Aqueous uranyl benzoate species characterized by different spectroscopic techniques

In this study UV-vis spectroscopy as well as RT and cryo time-resolved laser-induced fluorescence spectroscopy (TRLFS) were applied to reinvestigate the complexation of uranium(VI) by benzoic acid (BA). For the first time in the liquid phase the existence of a U(VI)-BA complex with a 1:2 stoichiometry could be proven.
RT TRLFS measurements revealed a static as well as a dynamic ligand-initiated quench process in the U(VI)-BA system. At these conditions no luminescence emission resulting from complex formation was found. Consequently cryo TRLFS was applied to increase the maximum detect-able BA:U(VI) ratio. By this for the first time a lumines-cence spectrum of the 1:2 U(VI)-BA complex could be determined. This species is characterized by emission bands at 467, 485, 505, 526, and 550 nm which are blue-shifted compared to the ones of the uranyl ion. The luminescence lifetime of the 1:2 complex amounts to 9.21 ± 0.01 µs at -18°C compared to 150.4 ± 0.5 µs for uranyl.

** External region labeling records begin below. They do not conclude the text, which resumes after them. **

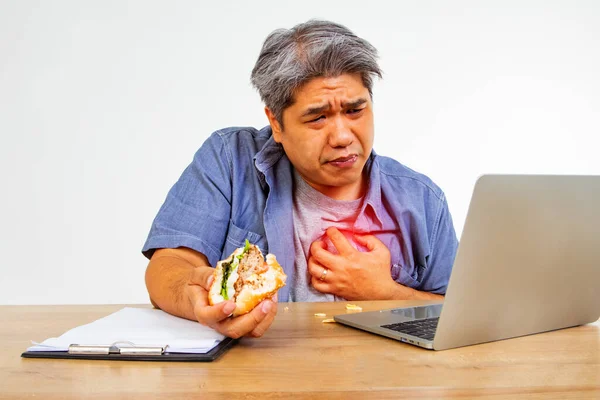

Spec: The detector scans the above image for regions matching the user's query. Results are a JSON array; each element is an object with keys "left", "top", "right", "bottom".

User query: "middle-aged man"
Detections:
[{"left": 143, "top": 20, "right": 458, "bottom": 337}]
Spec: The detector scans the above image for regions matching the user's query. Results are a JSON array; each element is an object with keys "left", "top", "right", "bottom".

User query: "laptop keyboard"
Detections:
[{"left": 381, "top": 317, "right": 440, "bottom": 340}]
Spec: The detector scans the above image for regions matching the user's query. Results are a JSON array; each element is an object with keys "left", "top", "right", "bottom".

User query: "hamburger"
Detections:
[{"left": 208, "top": 240, "right": 287, "bottom": 317}]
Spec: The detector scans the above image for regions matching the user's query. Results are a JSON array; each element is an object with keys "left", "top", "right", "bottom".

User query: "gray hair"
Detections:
[{"left": 251, "top": 20, "right": 381, "bottom": 126}]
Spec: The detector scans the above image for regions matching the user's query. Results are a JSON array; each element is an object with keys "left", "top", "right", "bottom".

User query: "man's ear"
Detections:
[{"left": 265, "top": 107, "right": 283, "bottom": 143}]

Stability constants of both, the 1:1 and the 1:2 species, have been calculated to be log β110 = 2.66 ± 0.18 and log β120 = 4.48 ± 0.24, respectively. UV-vis spectroscopy combined with factor analysis yielded the molar absorption spectrum of the 1:2 U(VI)-BA species which is characterized by absorption bands at 406, 418, 432.5, 447, and 461 nm and a molar absorption coefficient of 22 L•mol-1•cm-1.